Organizations that would be impacted by a 'singular sysadmin' already take measures to counter that possibility.
For instance, in an organization that I have worked with, the principle of assigning least privelege is adhered to strictly: users are given as little privelege as possible; helpdesk personnel only have enough privelege to modify computer settings (install printers and the like) and modify AD entries for the users in their section; progressively higher--more priveleged--levels require progressively more hurdles before they can make their changes.
And further, everything is traceable and documented; changes made without authorization are easily detectable and capable of being rolled back; the associated accounts can be locked down quickly for investigations as necessary.
Does it make it a bureaucratic nightmare to get things done?
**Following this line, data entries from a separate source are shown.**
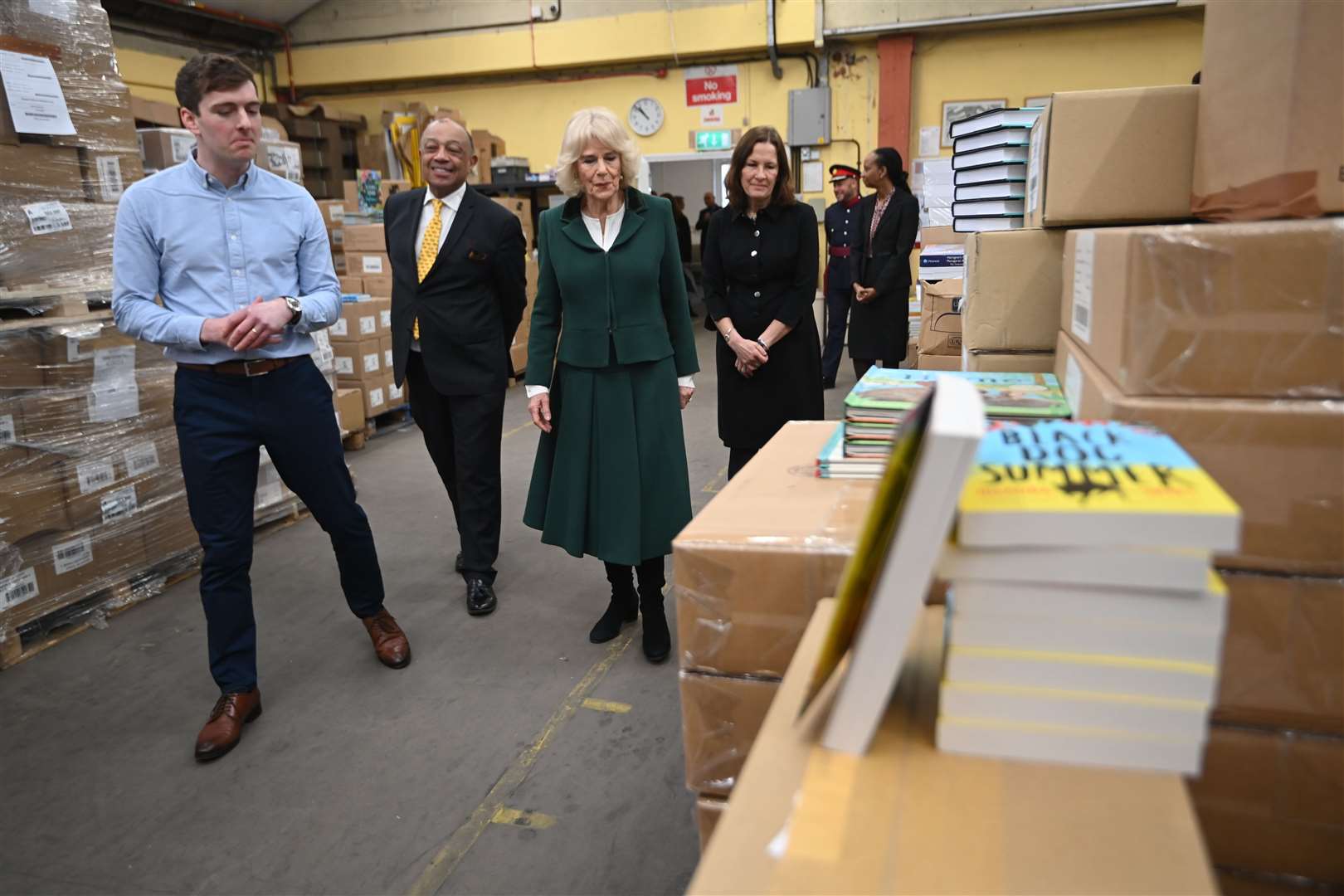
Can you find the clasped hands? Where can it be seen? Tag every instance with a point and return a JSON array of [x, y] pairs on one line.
[[261, 323]]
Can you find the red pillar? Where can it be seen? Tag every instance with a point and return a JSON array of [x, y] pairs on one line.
[[894, 56]]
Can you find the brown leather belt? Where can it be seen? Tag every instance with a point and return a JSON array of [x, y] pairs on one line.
[[256, 367]]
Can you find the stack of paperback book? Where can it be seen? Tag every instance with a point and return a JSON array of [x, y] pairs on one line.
[[1085, 622], [884, 395], [990, 158]]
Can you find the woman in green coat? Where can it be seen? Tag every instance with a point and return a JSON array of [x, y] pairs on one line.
[[611, 475]]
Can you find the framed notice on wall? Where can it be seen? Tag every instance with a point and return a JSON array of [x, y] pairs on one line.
[[958, 109]]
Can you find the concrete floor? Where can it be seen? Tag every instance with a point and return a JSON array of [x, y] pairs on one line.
[[360, 779]]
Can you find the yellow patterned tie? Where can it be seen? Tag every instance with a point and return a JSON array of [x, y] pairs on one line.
[[429, 251]]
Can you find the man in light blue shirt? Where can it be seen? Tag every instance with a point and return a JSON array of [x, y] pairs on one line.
[[241, 261]]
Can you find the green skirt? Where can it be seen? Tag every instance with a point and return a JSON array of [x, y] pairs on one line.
[[611, 476]]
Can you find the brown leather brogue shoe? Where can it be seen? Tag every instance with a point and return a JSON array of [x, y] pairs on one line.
[[226, 723], [390, 642]]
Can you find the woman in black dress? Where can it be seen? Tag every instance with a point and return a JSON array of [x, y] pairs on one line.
[[760, 281], [879, 319]]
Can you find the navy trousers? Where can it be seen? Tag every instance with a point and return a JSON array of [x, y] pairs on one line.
[[222, 423], [838, 317]]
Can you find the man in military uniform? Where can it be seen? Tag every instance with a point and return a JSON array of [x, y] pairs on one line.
[[841, 230]]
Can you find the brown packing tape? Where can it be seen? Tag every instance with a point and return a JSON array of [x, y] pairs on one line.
[[1289, 195], [721, 718]]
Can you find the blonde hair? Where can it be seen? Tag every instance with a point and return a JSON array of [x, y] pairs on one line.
[[604, 127]]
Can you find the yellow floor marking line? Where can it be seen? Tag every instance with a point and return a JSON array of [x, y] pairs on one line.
[[522, 818], [455, 850], [605, 705]]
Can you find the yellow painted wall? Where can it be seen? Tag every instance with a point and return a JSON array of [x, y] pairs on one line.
[[1015, 63]]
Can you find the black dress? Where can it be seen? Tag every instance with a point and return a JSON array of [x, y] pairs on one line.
[[757, 271], [880, 327]]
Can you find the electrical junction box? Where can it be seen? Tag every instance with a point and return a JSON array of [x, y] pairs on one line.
[[810, 117]]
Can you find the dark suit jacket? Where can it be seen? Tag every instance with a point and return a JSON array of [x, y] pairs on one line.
[[880, 327], [621, 306], [470, 303]]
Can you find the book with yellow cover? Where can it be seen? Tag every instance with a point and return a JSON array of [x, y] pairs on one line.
[[1092, 484]]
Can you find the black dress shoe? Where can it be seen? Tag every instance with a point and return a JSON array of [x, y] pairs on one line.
[[480, 597]]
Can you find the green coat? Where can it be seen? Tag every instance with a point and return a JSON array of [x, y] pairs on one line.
[[606, 295]]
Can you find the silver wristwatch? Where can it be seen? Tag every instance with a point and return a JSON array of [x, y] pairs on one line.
[[296, 309]]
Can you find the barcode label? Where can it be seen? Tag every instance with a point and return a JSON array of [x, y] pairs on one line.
[[17, 587], [141, 458], [119, 504], [1073, 384], [110, 178], [50, 218], [1085, 251], [95, 476], [71, 555]]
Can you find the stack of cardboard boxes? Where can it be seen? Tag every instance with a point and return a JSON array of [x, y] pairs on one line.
[[69, 151], [1229, 336], [749, 571]]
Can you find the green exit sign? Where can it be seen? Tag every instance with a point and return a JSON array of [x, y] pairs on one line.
[[714, 140]]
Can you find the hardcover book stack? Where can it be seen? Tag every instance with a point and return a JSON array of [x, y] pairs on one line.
[[882, 399], [990, 158], [1086, 622]]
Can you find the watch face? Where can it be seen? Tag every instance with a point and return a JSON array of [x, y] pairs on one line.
[[645, 116]]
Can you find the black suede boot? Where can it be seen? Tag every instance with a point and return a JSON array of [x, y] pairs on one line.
[[622, 609], [657, 640]]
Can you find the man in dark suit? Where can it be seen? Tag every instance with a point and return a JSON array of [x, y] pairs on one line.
[[459, 292]]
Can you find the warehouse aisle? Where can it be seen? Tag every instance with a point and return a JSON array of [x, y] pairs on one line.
[[360, 779]]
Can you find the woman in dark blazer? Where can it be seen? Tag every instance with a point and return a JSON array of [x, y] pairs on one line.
[[760, 258], [611, 476], [879, 319]]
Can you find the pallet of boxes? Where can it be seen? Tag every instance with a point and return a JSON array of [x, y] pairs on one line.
[[1229, 338], [91, 507], [749, 571]]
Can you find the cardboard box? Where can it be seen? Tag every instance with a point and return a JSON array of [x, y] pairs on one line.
[[940, 319], [1273, 802], [350, 409], [357, 323], [334, 212], [709, 811], [364, 238], [938, 362], [366, 264], [37, 173], [379, 285], [753, 563], [358, 363], [905, 818], [721, 718], [1283, 653], [1113, 156], [1238, 310], [1012, 290], [164, 147], [1270, 145], [1008, 362], [1278, 460]]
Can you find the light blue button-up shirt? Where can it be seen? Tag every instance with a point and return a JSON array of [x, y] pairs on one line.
[[208, 250]]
For normal business cases, no; if the user needs software installed, they submit a request to the helpdesk, and they get their software--assuming that they're authorized for it, anyway, but licensing is a whole other kettle of fish.
This is all possible because the possibility of a single person holding control over the network was recognized as undesirable at the start, and measures were taken to ensure that many administrators would hold the keys to making changes, and that they would be held accountable for said changes.
Similar principles hold in other places as well--this is how most large enterprise networks work (some are managed better than others), and most open-source projects with any success rate will operate their repositories in a similar fashion, with access controls, least-privelege, and accountability being built into their procedures from the beginning.
This DAN sounds, to me, like an overcomplicated anarcho-collectivist "let's make everybody important!" kind of communal fuckery. Especially with the "forking" thing, you're almost guaranteed to end up with vast quantities of incompatible systems fighting each other to determine the One True Path. It's too complicated to work effectively, and there will be too much bureaucratic overhead to make any decisions in an agile enough fashion to matter.